The kids of Young Israel of Jamaica Estates in Queens have found new friends in Abayudaya, Uganda’s Jewish community, thanks to a congregant who cares deeply for both.
Jamaica Estates native D’vora Biderman visited the collection of villages in Eastern Uganda upon graduating from NYU with a degree in dental hygiene to volunteer her services through the ADA Foundation’s Abayudaya Dental Expedition. She chose that particular program because it accommodated her observance of Shabbat and kashrut, and in her time there discovered a vibrant Jewish community complete with synagogues, Jewish schools and even a post-high school yeshiva for continued learning.
“I wanted to tie everything in, between traveling and volunteering and doing dentistry,” she says. “Finding the Abayudaya Jewish community was a huge plus because I was able to connect with them on a religious level, and it was just amazing …I fell in love with this community.”
She shared that love with her synagogue and other Jewish organizations through a video about her trip and speaking engagements, raising $26,000 and returning to Abayudaya this past January with 9 suitcases full of toothbrushes, toothpaste, floss, and other essential tools to help prevent dental diseases.
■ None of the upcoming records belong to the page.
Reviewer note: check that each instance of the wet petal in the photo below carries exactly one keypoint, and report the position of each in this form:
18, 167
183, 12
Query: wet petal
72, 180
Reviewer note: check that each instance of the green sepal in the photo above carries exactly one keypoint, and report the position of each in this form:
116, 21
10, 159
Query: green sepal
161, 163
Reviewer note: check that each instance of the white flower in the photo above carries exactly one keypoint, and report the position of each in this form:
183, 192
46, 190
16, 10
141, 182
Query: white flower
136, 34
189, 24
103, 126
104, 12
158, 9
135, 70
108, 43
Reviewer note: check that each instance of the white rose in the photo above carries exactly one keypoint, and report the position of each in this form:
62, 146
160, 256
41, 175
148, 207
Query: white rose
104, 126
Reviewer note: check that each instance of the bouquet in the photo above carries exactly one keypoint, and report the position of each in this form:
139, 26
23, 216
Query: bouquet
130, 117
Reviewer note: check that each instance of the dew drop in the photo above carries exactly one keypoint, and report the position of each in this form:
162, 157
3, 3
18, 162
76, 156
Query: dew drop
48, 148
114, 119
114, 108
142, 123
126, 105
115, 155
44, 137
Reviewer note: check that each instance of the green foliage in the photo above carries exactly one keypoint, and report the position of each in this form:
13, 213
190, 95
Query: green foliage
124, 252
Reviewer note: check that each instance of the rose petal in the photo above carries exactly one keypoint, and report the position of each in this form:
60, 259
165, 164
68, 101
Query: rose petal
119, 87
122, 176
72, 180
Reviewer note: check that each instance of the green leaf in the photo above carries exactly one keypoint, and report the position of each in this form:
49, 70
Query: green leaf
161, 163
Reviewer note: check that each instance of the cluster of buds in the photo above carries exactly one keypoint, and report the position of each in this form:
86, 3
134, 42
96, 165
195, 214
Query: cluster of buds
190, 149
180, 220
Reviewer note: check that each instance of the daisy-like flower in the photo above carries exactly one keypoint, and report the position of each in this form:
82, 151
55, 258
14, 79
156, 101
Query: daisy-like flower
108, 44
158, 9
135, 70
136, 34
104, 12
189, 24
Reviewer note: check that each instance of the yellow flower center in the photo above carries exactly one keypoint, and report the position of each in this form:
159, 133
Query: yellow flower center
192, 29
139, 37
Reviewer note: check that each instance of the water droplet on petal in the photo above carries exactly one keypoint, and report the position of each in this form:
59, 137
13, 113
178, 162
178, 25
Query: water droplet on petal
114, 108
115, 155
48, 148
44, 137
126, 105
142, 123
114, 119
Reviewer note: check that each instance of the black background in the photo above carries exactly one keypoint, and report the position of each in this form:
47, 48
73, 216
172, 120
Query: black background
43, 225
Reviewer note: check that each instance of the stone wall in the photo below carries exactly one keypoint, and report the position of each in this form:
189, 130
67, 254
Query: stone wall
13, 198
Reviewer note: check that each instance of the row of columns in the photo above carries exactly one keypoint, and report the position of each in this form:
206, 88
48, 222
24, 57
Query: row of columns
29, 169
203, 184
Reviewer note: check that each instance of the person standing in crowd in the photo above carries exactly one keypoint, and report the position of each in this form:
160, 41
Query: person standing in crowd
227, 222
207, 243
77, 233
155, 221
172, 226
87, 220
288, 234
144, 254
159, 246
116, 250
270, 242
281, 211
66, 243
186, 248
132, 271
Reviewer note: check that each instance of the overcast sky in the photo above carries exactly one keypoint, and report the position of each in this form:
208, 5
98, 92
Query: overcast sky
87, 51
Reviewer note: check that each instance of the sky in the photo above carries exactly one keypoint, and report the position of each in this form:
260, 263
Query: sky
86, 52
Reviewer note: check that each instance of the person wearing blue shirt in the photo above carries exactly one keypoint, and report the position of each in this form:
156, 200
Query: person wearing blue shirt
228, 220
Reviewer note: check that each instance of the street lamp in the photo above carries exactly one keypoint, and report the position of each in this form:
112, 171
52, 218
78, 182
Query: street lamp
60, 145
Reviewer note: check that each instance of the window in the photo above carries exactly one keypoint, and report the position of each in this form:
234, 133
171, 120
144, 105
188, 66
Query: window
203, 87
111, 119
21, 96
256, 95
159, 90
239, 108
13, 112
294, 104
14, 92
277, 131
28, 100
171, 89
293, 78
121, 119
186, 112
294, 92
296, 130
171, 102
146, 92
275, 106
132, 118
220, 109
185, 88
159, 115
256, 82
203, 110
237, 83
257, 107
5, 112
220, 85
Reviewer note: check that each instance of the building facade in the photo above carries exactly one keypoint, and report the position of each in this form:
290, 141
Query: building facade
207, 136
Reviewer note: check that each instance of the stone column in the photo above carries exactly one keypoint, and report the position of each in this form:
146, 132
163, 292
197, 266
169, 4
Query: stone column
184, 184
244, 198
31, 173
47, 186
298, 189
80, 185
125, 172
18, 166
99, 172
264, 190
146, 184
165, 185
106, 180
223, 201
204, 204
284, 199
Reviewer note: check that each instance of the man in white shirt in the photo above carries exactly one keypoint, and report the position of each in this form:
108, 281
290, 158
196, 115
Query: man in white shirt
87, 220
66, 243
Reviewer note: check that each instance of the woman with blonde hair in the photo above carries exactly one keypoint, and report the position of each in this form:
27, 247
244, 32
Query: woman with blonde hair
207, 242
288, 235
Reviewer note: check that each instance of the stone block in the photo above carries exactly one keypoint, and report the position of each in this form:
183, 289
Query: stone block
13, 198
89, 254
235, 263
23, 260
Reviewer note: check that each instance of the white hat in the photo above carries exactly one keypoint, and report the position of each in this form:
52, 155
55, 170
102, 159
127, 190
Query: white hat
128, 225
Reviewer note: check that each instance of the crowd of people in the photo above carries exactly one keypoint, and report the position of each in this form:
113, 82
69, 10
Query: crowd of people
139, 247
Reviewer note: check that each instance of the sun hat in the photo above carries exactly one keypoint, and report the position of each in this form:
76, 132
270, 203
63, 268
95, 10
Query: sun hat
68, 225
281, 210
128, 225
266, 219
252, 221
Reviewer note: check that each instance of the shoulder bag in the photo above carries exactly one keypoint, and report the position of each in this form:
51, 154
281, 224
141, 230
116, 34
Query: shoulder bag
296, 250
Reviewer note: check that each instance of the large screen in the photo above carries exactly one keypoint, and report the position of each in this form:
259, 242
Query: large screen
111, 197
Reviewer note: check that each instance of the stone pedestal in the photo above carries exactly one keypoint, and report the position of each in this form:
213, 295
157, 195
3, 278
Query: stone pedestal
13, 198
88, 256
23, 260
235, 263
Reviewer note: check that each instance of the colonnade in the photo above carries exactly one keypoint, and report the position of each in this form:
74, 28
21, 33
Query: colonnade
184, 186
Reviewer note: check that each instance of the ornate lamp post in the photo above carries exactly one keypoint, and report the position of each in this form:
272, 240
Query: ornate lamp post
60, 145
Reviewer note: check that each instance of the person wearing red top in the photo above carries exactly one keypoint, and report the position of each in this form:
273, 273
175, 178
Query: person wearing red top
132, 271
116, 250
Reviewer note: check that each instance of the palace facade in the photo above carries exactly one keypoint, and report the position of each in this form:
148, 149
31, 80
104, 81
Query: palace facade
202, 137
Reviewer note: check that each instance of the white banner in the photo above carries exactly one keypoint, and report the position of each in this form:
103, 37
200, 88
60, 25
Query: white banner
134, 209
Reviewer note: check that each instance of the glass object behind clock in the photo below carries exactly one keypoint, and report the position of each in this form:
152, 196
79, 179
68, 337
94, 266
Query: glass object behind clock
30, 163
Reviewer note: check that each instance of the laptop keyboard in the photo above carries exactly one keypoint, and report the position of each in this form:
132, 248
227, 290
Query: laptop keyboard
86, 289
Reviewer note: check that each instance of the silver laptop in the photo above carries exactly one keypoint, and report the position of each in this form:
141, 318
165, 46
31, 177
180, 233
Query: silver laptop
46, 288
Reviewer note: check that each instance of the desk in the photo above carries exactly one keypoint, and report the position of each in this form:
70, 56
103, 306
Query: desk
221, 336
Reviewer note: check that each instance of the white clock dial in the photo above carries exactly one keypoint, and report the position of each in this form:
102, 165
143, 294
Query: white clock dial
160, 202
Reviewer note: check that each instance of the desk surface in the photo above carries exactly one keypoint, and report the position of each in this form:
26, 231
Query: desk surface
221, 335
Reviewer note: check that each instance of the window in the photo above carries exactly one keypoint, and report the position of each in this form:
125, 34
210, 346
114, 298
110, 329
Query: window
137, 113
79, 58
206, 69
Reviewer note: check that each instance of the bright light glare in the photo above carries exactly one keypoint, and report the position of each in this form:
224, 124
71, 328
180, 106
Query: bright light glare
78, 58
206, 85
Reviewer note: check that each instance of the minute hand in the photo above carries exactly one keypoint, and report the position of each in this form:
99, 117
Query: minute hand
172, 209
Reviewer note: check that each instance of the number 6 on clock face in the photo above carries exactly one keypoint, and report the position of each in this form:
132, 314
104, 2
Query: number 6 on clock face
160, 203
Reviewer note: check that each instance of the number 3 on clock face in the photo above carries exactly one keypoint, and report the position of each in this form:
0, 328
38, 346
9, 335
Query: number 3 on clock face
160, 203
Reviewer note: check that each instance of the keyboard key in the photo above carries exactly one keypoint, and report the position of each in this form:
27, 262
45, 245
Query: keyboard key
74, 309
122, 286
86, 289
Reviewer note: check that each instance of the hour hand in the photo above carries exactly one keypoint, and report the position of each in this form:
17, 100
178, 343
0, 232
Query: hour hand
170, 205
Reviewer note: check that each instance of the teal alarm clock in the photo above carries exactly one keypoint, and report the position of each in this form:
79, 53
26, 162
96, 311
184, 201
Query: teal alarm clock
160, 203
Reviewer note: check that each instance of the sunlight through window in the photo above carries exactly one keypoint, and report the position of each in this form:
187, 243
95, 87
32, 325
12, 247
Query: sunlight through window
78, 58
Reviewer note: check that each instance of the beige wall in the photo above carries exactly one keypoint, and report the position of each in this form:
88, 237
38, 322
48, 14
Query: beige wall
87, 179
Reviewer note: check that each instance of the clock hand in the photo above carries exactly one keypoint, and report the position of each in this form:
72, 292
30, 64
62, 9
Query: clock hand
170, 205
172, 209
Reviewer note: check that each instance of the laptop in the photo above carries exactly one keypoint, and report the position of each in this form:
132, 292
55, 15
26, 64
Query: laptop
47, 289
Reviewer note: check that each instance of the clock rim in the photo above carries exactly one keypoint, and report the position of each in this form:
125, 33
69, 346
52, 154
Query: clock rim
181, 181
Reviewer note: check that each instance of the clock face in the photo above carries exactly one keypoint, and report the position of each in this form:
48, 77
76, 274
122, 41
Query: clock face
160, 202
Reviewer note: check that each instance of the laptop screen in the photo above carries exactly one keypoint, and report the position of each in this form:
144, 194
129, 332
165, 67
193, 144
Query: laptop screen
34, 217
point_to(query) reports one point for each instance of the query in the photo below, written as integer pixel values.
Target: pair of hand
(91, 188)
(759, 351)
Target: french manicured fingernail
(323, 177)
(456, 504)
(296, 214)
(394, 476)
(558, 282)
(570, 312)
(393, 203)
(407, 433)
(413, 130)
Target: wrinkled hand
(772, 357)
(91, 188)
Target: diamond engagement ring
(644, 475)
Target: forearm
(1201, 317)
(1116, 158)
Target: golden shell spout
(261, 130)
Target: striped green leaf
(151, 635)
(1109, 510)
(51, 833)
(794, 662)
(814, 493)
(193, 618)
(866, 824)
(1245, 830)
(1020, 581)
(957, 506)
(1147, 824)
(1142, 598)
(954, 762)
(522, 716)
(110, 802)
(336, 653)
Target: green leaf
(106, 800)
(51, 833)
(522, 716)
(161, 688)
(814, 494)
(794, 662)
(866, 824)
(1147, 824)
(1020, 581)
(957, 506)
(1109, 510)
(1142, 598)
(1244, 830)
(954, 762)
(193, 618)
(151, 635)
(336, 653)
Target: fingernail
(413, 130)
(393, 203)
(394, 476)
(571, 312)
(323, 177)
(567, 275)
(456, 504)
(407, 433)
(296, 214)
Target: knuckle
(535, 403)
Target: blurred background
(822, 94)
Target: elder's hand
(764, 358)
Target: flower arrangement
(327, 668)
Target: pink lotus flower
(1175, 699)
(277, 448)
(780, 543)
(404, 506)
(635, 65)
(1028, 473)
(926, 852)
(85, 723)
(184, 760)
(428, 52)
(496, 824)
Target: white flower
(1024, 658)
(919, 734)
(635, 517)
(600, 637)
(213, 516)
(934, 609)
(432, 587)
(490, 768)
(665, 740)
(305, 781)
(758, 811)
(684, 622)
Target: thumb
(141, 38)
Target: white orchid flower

In April, Rebbetzin Karen Hochberg of Young Israel of Jamaica Estates suggested dedicating the synagogue’s monthly Family Mitzvah Morning to the cause.
“I was like, ‘I don’t know how we can tie it in in a dental way, because how do you decorate a toothbrush?’” Biderman laughs.
Instead, the young attendees constructed necklaces and decorated sling bags and beach balls with warm greetings as prizes to reward Biderman’s young patients after their cleanings.
Biderman sent the goodies to Abayudaya along with cameras so that they would be able to see their mitzvah in action. When her friend Susie, who happens to be the niece of Abayudaya leader Rabbi Gershom Sizomu, recently sent back videos of kids wearing the necklaces, playing with the beach balls, and saying thank you, the youth of Young Israel were “ecstatic,” she says.
“Usually you just do something and you donate it but you never see a reaction.”